Offline Wuerstchenhund

  • Super Contributor
  • ***
  • Posts: 3088
  • Country: gb
  • Able to drop by occasionally only
Re: Explaining large disparities in NVME SSD TBW endurances
« Reply #25 on: June 16, 2020, 08:17:45 am »
Quote
BTW I've seen plenty of Seagate HDD fail and have a few of them which developed bad sectors laying around. Also it's not like Seagate made one bad series and then it became OK. They repeated it several times. Backblaze buys any HDD they can get cheap, they will buy crap as long as cost benefits outweigh losses due to failure rate. IIRC they once made a statement about that.

Yes, and they also put lots of cheap consumer grade drives in large disk arrays where they are exposed to constant vibrations for which they were never designed for.

Those bad drives which I have were not exposed to anything, one HDD per office computer at my work.

Fair enough. I still question how relevant this is for making general statements about a brand's overall reliability.

For example, larger offices tend to buy business PCs from large vendors like HP and Dell, which often use drives that come with non-standard firmware. Also, if a drive fails, the replacement drive is often a refurb or even used drive, not a brand new one. The failure rate here has no relation to even the same original drive that's sold on the open market.

In addition, some desktop hard drives are specified for an average of 8 hrs use per day. If that's exceeded (which in offices it often is) then this may well impact the failure rate you see.

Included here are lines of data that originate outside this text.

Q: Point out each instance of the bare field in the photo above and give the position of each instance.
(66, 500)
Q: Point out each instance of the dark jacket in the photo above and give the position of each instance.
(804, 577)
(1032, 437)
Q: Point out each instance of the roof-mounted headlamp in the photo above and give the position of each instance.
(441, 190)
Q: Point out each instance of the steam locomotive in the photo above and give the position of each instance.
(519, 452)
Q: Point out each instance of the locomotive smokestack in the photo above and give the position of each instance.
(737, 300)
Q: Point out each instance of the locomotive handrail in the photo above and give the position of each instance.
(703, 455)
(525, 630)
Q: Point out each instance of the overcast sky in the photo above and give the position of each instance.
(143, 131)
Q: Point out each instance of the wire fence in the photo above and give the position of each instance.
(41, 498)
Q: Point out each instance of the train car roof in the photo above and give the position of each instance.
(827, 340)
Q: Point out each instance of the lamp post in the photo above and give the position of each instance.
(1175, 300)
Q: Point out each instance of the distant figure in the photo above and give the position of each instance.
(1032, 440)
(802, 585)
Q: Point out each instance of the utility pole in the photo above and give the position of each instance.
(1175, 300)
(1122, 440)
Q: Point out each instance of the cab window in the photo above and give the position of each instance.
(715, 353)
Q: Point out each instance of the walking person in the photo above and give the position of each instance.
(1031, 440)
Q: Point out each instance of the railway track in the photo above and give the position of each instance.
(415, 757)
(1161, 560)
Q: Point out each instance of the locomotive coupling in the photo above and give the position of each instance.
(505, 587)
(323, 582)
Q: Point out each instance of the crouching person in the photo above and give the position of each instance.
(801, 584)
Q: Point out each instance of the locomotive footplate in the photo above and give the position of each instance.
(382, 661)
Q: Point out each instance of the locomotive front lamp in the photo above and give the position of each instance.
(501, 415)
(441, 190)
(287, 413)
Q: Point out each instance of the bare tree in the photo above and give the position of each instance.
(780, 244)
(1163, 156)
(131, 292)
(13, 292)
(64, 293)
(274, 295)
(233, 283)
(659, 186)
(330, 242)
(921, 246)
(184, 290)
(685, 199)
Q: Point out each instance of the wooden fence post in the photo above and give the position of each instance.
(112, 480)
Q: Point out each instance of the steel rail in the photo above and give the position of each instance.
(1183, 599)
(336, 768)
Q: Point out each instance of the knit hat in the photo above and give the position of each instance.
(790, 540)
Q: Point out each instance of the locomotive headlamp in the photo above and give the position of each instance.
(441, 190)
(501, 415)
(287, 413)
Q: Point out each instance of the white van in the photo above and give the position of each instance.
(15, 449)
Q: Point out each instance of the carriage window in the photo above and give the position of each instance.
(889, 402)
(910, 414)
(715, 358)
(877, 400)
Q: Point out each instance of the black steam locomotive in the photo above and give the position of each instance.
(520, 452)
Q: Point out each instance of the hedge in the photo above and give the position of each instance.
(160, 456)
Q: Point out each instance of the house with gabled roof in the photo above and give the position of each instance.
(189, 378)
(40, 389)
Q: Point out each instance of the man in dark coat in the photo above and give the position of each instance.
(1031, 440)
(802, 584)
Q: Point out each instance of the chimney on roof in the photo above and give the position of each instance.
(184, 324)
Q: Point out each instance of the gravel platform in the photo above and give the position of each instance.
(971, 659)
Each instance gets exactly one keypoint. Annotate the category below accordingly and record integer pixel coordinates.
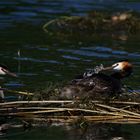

If the drives were bought on the open market, there are other factors which affect failure rate. Are the drives OEM or retail variants? If OEM, are they official or grey market? Are they all from the same batch or from different ones? Date codes? Places of manufacture? What were the firmware versions? And so on.

Just seeing x number of drives failing means zilch for how reliable a specific hard drive manufacturer's products are.
 

Offline Wuerstchenhund

  • Super Contributor
  • ***
  • Posts: 3088
  • Country: gb
  • Able to drop by occasionally only
Re: Explaining large disparities in NVME SSD TBW endurances
« Reply #26 on: June 16, 2020, 08:42:11 am »
TBW shouldn't be used (on its own) as an indicator of drive quality or endurance.

TBW is an indicator how long the drive will last as a minimum if it doesn't suffer from a defect. That's all it is.

Quote
It's largely a number made up by the manufacturers where they guarantee the drive against failure for that about of TB written to the NAND. If a drive falls short of that figure, it falls under their standard warranty and is replaced. It's a bit of a cost vs. benefit analysts on their part where through R&D and testing, they expect x% of drives to fail under warranty in a given period and factor that in to the price of their products. If they set that TBW figure too high, they might find themselves in a situation where more drives are deemed faulty towards the end of their usable life and starts eating into their profit margins, too low and it looks bad for marketing.

TBW isn't made up, it's a calculated figure based on the flash memory endurance and the amount of over-provisioning.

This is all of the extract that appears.